Current congestion window in segments.

rtt_s property

rtt_s: float

Current estimated RTT in seconds.

throughput_segments_per_s property

throughput_segments_per_s: float

Estimated throughput in segments per second.

stats property

stats: TCPStats

Frozen snapshot of TCP connection statistics.

send

send(size_bytes: int) -> Generator[float]

Send data over the TCP connection.

Segments data into MSS-sized chunks, applies congestion control, and yields appropriate delays.
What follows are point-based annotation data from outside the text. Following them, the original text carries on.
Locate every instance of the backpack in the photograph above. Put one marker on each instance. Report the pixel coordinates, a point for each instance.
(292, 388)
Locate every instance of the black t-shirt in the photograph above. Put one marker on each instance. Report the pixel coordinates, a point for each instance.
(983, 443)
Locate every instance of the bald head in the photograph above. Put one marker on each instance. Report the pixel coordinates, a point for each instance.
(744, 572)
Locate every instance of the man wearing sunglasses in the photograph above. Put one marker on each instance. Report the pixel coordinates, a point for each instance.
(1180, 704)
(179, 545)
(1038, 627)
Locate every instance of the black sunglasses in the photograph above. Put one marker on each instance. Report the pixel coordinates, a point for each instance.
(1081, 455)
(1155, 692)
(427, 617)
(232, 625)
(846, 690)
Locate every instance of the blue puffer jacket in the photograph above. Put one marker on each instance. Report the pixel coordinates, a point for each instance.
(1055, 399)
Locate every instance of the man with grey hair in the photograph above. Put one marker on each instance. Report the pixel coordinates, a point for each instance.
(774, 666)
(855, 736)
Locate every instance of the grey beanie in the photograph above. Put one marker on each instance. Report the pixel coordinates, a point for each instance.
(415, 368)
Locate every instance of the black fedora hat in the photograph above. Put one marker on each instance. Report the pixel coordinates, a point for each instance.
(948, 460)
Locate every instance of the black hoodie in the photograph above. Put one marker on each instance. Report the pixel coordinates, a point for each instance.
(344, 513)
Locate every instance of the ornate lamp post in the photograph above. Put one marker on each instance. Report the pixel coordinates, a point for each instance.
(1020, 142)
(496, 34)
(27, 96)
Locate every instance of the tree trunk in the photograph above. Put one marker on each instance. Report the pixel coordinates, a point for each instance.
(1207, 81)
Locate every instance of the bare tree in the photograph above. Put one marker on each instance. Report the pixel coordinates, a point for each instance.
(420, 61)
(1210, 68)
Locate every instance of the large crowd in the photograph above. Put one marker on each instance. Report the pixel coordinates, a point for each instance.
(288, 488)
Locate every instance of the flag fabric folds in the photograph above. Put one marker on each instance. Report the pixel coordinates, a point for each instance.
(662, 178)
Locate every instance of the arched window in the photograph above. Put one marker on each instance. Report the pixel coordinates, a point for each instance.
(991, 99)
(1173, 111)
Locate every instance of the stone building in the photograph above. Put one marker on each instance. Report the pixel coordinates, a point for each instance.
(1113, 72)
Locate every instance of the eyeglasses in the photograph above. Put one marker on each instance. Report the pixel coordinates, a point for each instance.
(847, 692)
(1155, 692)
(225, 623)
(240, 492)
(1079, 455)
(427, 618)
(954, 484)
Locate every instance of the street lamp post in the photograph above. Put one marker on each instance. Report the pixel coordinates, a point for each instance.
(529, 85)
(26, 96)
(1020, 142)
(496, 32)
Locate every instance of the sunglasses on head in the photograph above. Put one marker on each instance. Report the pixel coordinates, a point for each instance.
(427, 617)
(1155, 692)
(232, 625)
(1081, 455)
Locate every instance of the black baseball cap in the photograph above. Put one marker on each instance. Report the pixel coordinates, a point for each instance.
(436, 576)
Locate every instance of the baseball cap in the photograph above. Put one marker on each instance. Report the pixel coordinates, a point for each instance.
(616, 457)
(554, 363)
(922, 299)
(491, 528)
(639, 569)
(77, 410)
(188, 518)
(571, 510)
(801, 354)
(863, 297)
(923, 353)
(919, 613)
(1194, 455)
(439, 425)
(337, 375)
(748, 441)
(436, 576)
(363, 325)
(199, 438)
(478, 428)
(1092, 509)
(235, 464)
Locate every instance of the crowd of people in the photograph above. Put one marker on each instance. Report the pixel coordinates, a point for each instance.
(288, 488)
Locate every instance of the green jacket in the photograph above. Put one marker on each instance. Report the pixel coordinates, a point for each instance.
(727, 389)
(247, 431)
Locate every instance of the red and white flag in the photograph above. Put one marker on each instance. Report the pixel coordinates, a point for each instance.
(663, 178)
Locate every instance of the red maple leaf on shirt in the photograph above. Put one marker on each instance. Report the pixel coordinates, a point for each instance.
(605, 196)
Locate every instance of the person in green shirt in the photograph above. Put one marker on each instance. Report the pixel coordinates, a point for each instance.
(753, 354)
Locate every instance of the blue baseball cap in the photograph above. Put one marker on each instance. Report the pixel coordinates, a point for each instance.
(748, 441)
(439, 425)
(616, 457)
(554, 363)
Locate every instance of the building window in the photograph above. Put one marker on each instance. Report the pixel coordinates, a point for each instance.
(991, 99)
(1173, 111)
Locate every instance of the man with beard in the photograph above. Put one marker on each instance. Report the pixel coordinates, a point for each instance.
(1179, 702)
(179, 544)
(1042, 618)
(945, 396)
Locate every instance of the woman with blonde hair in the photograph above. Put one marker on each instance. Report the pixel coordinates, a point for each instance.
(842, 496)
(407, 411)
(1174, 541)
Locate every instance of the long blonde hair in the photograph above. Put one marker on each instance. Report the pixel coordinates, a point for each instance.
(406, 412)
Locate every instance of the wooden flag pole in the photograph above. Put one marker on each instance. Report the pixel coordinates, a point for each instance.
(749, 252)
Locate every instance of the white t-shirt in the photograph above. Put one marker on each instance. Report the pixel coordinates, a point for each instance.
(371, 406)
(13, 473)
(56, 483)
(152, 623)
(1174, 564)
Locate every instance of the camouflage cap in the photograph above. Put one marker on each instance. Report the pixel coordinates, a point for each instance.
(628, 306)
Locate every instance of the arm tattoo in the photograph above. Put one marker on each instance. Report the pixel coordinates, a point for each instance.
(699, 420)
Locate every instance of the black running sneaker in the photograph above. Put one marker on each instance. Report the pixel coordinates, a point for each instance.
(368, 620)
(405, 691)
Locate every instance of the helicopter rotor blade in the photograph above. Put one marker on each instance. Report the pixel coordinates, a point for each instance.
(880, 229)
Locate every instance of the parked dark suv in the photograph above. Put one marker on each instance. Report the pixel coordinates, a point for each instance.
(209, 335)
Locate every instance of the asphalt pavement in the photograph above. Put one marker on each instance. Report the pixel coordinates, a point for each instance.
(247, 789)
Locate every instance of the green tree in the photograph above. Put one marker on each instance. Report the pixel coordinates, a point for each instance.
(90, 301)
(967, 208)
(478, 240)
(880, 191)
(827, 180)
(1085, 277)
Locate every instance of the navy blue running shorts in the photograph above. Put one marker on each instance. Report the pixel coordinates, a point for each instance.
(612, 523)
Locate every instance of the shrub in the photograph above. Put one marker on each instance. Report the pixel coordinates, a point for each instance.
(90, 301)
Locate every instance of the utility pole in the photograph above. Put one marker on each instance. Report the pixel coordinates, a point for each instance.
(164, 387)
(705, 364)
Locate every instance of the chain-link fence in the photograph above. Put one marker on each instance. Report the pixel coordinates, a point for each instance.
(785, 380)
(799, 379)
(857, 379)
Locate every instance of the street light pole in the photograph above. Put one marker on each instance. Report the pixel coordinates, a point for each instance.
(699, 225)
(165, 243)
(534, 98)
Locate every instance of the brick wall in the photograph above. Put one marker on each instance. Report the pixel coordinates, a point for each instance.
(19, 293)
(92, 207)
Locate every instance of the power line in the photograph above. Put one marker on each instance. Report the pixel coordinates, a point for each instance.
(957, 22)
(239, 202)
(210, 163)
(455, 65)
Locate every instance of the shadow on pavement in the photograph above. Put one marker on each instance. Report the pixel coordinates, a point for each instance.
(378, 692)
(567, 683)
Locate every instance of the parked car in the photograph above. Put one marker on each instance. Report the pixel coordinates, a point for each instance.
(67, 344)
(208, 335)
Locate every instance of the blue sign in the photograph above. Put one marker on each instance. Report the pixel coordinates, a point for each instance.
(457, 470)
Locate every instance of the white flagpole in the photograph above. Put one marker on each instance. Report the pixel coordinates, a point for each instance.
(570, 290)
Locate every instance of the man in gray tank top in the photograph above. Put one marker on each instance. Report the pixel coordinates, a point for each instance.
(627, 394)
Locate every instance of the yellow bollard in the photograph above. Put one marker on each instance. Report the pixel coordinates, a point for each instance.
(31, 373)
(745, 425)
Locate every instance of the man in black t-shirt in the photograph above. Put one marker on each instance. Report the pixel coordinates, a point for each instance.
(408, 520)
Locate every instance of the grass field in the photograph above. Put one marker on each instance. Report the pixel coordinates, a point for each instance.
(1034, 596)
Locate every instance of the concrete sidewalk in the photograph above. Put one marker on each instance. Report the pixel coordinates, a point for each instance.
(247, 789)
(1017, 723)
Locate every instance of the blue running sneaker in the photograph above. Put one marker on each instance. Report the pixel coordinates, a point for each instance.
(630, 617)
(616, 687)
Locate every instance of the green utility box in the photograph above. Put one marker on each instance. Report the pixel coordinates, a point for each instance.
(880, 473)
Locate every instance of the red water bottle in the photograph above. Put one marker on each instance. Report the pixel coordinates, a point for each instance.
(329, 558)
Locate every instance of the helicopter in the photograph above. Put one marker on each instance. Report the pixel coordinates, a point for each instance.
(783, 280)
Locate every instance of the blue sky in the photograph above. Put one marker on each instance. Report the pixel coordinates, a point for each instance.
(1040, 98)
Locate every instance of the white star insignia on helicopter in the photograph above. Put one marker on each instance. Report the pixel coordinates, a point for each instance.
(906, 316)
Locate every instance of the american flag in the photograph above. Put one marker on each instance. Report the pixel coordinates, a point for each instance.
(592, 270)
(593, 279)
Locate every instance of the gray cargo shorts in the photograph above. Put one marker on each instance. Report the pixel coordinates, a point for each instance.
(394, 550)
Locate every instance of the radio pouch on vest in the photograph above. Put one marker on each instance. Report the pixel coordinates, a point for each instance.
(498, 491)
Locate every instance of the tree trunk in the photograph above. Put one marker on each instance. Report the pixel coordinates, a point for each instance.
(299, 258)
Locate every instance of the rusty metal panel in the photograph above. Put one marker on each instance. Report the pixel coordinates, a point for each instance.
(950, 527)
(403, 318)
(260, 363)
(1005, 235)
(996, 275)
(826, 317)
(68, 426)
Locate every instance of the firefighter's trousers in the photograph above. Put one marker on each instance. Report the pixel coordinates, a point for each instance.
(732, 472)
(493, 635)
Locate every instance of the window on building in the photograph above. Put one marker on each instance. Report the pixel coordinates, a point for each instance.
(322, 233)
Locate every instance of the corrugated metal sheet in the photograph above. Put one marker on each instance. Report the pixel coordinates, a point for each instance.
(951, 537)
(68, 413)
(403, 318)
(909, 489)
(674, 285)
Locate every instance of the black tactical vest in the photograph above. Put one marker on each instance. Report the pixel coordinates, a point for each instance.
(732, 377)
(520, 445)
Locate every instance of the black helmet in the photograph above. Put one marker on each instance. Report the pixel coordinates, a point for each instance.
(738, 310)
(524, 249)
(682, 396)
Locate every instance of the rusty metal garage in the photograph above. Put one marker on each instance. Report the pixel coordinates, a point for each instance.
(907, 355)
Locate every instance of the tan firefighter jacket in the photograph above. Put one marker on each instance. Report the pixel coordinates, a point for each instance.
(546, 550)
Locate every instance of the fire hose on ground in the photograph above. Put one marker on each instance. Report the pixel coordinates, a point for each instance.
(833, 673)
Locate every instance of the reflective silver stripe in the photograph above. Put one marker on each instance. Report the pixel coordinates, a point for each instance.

Simulates loss and retransmission.

Parameters:

Name Type Description Default
size_bytes int

Total bytes to send.

required

handle_event

handle_event(event: Event) -> None

TCPConnection does not process events directly.

TCPStats dataclass

TCPStats(
    segments_sent: int = 0,
    segments_acked: int = 0,
    retransmissions: int = 0,
    cwnd: float = 0.0,
    ssthresh: float = 0.0,
    rtt_s: float = 0.0,
    throughput_segments_per_s: float = 0.0,
    total_bytes_sent: int = 0,
    algorithm: str = "",
)

Frozen snapshot of TCP connection statistics.

Attributes:

Name Type Description
segments_sent int

Total segments transmitted.

segments_acked int

Total acknowledgements received.

retransmissions int

Total segments retransmitted.

cwnd float

Current congestion window (segments).

ssthresh float

Current slow start threshold.

rtt_s float

Current estimated round-trip time.

throughput_segments_per_s float

Current throughput estimate.

total_bytes_sent int

Total bytes transmitted.

algorithm str

Name of the congestion control algorithm.